I won’t get into the details of the piece here. It’s titled ‘Consider the Pass Rusher’ and I hope you’ll take a few minutes to check it out along with the rest of this great issue. But part of the reason this play—a fairly insignificant play in regards to the result of the game—kept coming back to me was not because it held significance, but because it held so much story.
Sport is an incredible container for story and a sport like football, a sport made up of dozens and dozens of plays, chess moves, matchups, and games within the game, contains an infinite number of stories every single game two teams step onto the gridiron. The Vikings were winning 24-3 with one second left on the clock when Kenechi Udeze sacked Joey Harrington in Week One of the 2007 season. A play you could argue meant nothing. A play I wrote 1400 words on and could have written a lot more had I not been rescued by smart and talented editors.
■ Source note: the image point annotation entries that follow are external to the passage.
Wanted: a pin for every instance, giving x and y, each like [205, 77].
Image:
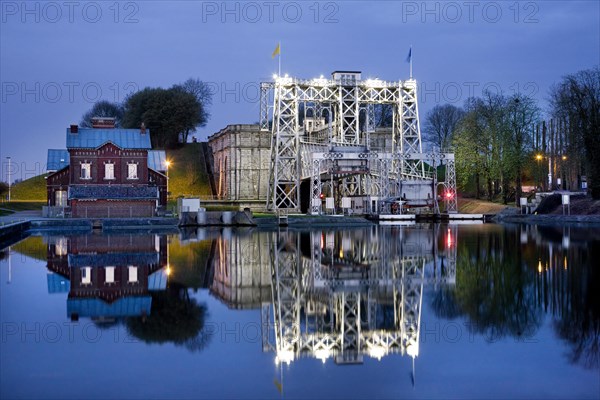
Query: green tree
[493, 143]
[441, 123]
[523, 115]
[103, 108]
[170, 114]
[577, 99]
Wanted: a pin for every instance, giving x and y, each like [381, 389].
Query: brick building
[107, 172]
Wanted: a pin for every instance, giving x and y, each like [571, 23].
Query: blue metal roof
[91, 138]
[130, 306]
[57, 159]
[157, 160]
[101, 260]
[113, 192]
[158, 280]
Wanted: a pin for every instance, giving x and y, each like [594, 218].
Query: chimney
[103, 122]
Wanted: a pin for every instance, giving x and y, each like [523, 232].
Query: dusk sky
[58, 58]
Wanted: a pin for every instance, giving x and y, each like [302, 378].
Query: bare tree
[440, 124]
[576, 99]
[203, 94]
[103, 108]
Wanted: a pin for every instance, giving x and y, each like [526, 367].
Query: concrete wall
[241, 159]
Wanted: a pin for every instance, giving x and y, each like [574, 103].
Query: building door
[61, 198]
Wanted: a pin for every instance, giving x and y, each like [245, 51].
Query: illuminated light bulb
[377, 352]
[322, 354]
[412, 349]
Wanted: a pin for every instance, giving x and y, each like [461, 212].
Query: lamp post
[8, 176]
[167, 165]
[539, 158]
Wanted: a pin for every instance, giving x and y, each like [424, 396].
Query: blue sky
[57, 58]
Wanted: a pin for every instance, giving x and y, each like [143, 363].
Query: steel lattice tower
[321, 132]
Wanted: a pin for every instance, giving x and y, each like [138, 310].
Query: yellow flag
[277, 50]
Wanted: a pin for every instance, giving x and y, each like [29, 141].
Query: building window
[132, 274]
[86, 275]
[86, 170]
[132, 171]
[109, 171]
[110, 274]
[60, 249]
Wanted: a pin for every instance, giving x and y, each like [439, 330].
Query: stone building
[241, 158]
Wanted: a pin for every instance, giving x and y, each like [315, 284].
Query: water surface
[420, 311]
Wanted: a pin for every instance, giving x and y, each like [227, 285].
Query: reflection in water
[122, 278]
[346, 294]
[339, 294]
[510, 277]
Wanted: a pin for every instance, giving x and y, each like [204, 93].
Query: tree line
[501, 140]
[170, 114]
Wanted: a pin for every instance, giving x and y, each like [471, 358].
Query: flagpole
[410, 61]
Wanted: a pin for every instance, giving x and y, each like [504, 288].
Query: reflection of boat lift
[320, 312]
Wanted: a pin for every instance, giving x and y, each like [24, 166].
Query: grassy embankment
[29, 194]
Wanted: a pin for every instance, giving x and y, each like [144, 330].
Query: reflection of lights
[412, 349]
[322, 354]
[377, 352]
[449, 240]
[286, 356]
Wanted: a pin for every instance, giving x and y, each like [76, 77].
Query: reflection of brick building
[107, 276]
[107, 172]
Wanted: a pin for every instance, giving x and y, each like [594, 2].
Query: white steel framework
[334, 151]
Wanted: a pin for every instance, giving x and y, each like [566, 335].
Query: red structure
[107, 172]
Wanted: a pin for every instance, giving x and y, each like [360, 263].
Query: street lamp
[8, 176]
[167, 165]
[539, 158]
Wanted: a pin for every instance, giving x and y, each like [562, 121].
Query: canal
[413, 311]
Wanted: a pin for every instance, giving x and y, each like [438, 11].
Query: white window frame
[132, 167]
[132, 274]
[109, 167]
[86, 166]
[86, 275]
[109, 273]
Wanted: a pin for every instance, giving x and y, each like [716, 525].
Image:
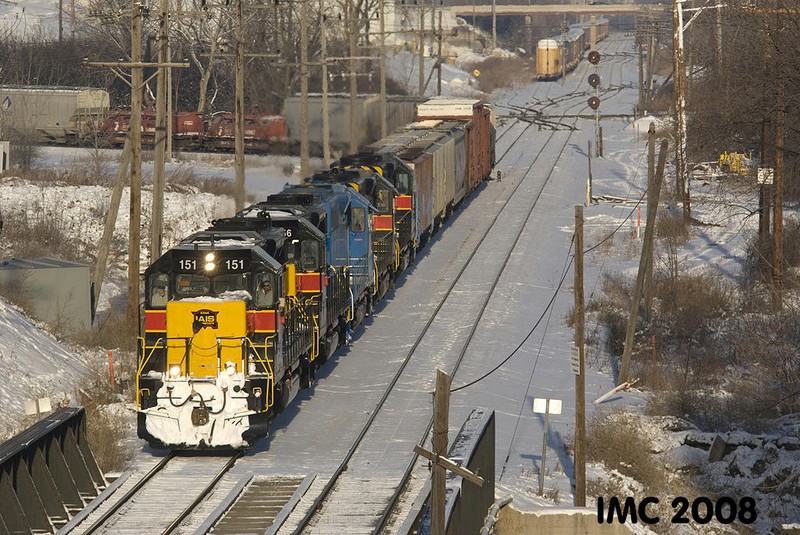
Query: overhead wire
[567, 266]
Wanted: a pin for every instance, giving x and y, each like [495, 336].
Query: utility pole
[651, 164]
[441, 411]
[421, 92]
[649, 231]
[680, 105]
[238, 158]
[160, 137]
[777, 203]
[580, 377]
[354, 131]
[111, 219]
[134, 237]
[438, 457]
[382, 8]
[131, 154]
[640, 107]
[305, 167]
[439, 57]
[323, 43]
[494, 25]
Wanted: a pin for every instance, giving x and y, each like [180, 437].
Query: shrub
[615, 440]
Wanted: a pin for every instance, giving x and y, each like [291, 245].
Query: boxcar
[51, 114]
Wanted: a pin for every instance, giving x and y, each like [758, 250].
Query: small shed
[56, 292]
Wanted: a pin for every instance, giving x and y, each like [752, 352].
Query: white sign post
[546, 406]
[38, 407]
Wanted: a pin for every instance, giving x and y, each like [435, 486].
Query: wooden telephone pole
[649, 231]
[438, 457]
[580, 377]
[132, 153]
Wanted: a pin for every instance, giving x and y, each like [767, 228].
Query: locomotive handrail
[314, 301]
[144, 361]
[396, 252]
[265, 362]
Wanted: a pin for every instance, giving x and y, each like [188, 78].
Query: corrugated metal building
[57, 292]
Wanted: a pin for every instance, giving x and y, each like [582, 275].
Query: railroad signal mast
[594, 101]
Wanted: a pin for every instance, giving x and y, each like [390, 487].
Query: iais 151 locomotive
[238, 317]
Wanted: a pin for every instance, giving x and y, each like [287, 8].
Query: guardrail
[47, 474]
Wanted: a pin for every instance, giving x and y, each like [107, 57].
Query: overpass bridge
[588, 9]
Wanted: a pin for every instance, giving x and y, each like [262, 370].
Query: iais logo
[204, 318]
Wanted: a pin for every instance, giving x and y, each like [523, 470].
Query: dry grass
[39, 235]
[111, 331]
[614, 439]
[106, 429]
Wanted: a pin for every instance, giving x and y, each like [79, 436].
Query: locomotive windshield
[194, 285]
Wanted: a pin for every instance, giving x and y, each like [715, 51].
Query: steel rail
[128, 495]
[188, 510]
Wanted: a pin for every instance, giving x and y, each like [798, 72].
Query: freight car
[261, 133]
[188, 128]
[51, 114]
[240, 316]
[558, 55]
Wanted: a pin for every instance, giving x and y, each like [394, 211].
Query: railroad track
[160, 500]
[361, 494]
[367, 469]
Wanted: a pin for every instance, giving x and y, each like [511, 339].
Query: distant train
[558, 55]
[51, 114]
[238, 317]
[262, 133]
[82, 116]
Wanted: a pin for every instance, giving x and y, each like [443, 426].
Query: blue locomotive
[238, 317]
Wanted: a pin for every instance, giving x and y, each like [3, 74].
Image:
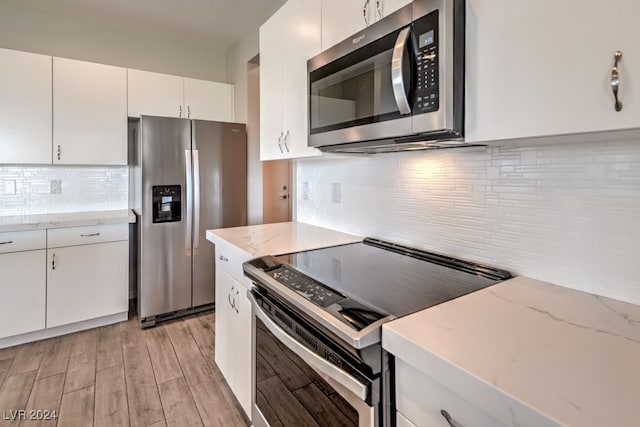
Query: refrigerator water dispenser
[167, 205]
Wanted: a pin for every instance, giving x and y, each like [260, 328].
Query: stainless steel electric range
[318, 319]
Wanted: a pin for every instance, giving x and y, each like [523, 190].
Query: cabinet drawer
[17, 241]
[421, 399]
[230, 259]
[72, 236]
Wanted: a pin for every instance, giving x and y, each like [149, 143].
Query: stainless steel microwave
[397, 85]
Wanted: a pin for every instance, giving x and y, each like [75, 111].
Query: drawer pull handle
[447, 417]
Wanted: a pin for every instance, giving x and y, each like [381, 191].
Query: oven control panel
[306, 287]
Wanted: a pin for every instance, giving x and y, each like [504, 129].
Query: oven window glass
[290, 393]
[356, 89]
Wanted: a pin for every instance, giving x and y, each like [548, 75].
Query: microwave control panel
[427, 89]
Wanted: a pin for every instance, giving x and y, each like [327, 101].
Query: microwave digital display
[426, 39]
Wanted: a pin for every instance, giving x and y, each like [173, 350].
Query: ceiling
[211, 24]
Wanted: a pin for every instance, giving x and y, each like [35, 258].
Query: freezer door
[220, 194]
[165, 247]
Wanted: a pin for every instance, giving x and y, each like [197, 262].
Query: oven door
[363, 94]
[294, 386]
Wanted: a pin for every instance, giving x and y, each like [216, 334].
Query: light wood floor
[119, 375]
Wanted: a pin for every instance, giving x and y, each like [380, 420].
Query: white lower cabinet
[23, 284]
[87, 273]
[420, 401]
[233, 348]
[62, 280]
[87, 282]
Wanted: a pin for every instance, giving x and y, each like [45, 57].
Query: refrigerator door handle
[189, 191]
[196, 199]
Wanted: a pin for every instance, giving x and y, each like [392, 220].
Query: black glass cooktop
[393, 279]
[361, 283]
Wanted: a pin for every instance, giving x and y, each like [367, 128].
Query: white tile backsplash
[567, 214]
[83, 189]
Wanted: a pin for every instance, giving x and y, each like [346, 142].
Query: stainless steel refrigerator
[186, 176]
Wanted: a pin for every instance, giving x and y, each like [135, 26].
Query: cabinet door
[25, 107]
[87, 282]
[302, 35]
[244, 349]
[341, 19]
[534, 69]
[205, 100]
[272, 87]
[89, 113]
[23, 292]
[225, 325]
[387, 7]
[154, 94]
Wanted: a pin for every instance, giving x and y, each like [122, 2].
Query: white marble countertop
[66, 219]
[281, 238]
[524, 344]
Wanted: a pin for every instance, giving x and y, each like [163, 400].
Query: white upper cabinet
[271, 87]
[25, 107]
[287, 40]
[205, 100]
[341, 19]
[89, 113]
[155, 94]
[544, 68]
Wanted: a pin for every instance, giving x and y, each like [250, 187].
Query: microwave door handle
[397, 78]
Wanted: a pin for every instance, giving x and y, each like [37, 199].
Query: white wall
[566, 214]
[51, 33]
[25, 190]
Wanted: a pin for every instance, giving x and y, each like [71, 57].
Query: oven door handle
[325, 369]
[397, 77]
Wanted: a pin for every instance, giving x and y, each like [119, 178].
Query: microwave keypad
[426, 98]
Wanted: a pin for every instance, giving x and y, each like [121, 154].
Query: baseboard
[63, 330]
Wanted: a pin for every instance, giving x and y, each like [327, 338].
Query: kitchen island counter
[529, 353]
[280, 238]
[65, 219]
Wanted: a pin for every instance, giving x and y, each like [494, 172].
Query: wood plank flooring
[119, 375]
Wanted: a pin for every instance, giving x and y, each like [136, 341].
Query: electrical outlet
[56, 186]
[336, 192]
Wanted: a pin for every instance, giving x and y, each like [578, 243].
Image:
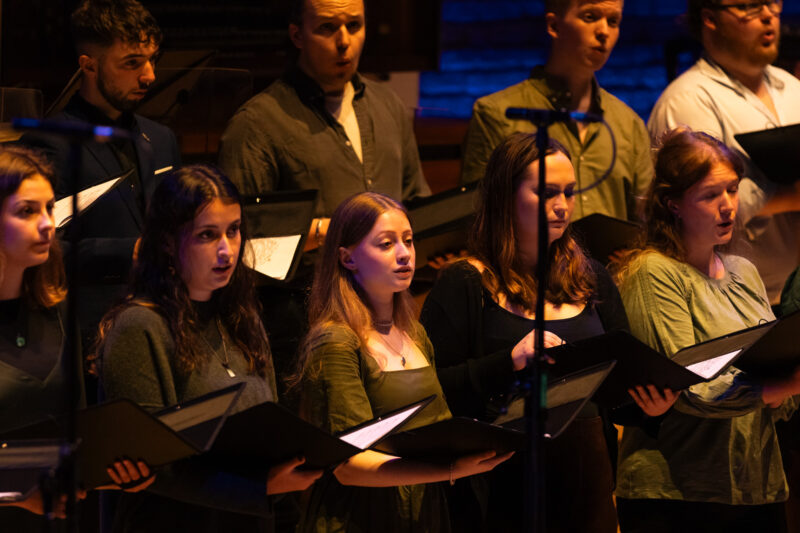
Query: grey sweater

Football is a game that has as many layers as it does flaws. The logic of football has more holes in it than a Vikings gameplan, but its layers and stories are always there. Always ready to be discovered, engaged with, and ready to be told.
During this season, this season held within this godforsaken fuck of a year, I never allowed myself to forgive football for its flaws or exploitation, but engaging with football’s stories this year has only reaffirmed my belief that the battle against hot takes and click bait is well worth fighting.
It’s been a tough year to love football, but I can’t wait to read all the stories this year in football will bring into the world.